もう一度、光の中へ

もう一度、光の中へ【143話】ネタバレ




 

こんにちは、ピッコです。

「もう一度、光の中へ」を紹介させていただきます。

ネタバレ満載の紹介となっております。

漫画のネタバレを読みたくない方は、ブラウザバックを推奨しております。

又、登場人物に違いが生じる場合がございますので、あらかじめお詫びさせていただきます。

【もう一度、光の中へ】まとめ こんにちは、ピッコです。 「もう一度、光の中へ」を紹介させていただきます。 ネタバレ満載の紹介となってお...

 




 

143話 ネタバレ

登場人物に違いが生じる場合がございますので、あらかじめお詫びさせていただきます。

  • もう一度、光の中へ

祈祷室の壁の上方には、古くから掛けられている大きな肖像画があった。

少女はこの神殿を訪れるたびに、必ずこの祈祷室に足を運び、その肖像画を見上げた。

肖像画の下には、その人物についての説明が記されていた。

『神聖大帝国エルミティの初代皇帝の妹であり、かつてエルミールの皇女。光の神に仕える聖女であり、精霊王の契約者。』

肖像画の女性は、柔らかな表情で微笑んでいた。

これ以上ないほど幸せそうな顔で。

その絵を見上げる少女の髪は――

リカラックは埃のような灰色だったが、日差しを浴びるとごくたまに銀色の輝きを放った。

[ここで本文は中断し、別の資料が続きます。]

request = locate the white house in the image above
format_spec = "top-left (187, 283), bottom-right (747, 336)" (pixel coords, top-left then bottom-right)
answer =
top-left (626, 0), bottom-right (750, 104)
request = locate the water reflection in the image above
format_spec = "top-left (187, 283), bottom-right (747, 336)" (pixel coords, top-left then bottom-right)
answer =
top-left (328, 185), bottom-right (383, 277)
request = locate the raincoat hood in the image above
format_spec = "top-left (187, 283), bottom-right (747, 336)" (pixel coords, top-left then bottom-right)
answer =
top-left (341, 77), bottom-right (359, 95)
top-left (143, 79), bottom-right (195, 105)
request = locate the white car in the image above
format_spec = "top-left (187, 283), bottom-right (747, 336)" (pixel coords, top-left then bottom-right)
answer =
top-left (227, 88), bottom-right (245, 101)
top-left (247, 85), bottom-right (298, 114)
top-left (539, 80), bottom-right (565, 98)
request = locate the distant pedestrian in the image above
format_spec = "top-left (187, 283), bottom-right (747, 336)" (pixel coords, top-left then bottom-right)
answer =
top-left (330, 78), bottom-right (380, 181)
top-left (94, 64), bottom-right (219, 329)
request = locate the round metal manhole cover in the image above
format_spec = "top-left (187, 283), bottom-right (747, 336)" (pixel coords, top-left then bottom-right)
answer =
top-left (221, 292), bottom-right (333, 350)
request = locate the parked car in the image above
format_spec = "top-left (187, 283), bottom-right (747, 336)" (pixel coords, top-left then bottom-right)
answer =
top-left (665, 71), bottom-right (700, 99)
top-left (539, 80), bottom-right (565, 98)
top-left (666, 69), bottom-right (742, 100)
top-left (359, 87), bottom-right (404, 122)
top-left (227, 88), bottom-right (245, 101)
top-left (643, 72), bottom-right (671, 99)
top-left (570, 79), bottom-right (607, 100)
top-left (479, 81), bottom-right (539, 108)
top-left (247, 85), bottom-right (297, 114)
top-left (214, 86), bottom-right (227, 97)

『かなり違うけれど、それでも少しは似ているかもしれない。』

少女は自分の髪を撫でながら心の中でそう思った。

アイシャ皇女といえば、このエルミティ帝国で知らぬ者はいなかった。

エルミティ帝国が世界最強国となれた背景には、初代皇帝ビダン・イシスだけでなく、アイシャ皇女の存在もあった。

彼女は常に弱者を庇い、貧しい人々を救い、信念を失わなかったという。

この神殿も、アイシャ皇女の頃から救貧院を兼ねていた。

幼くして孤児となった少女は、この神殿から多くの助けを受けており、だからこそアイシャ皇女を強く慕い、さらには憧れ、彼女のようになりたいとまで思うのは、不思議なことではなかった。

アィシャ皇女は、この上なく高貴な皇族であった。

それに対し、少女はレースを編みながら、日々なんとか食いつなぐ暮らしをしていた。

それでも、夢を見ることは許されていた。

『心が落ち着く気がする』

少女は飽くことなく、その絵を見上げた。

皇女の微笑みを見つめていると、不思議と胸の奥が温かくなる。

生活費を稼ぐためには、ひとときも休まずレースを編まなければならないのに、この絵の前に立つと、どうしても足を止めてしまうのだった。

『皇女様は、本当に素敵な人だったんだろうな』

そう思いながら、少女は想像を膨らませた。

きっと彼女は華やかな皇宮で、美しく微笑み、そのそばにはいつも精霊たちが寄り添っていたのだろう。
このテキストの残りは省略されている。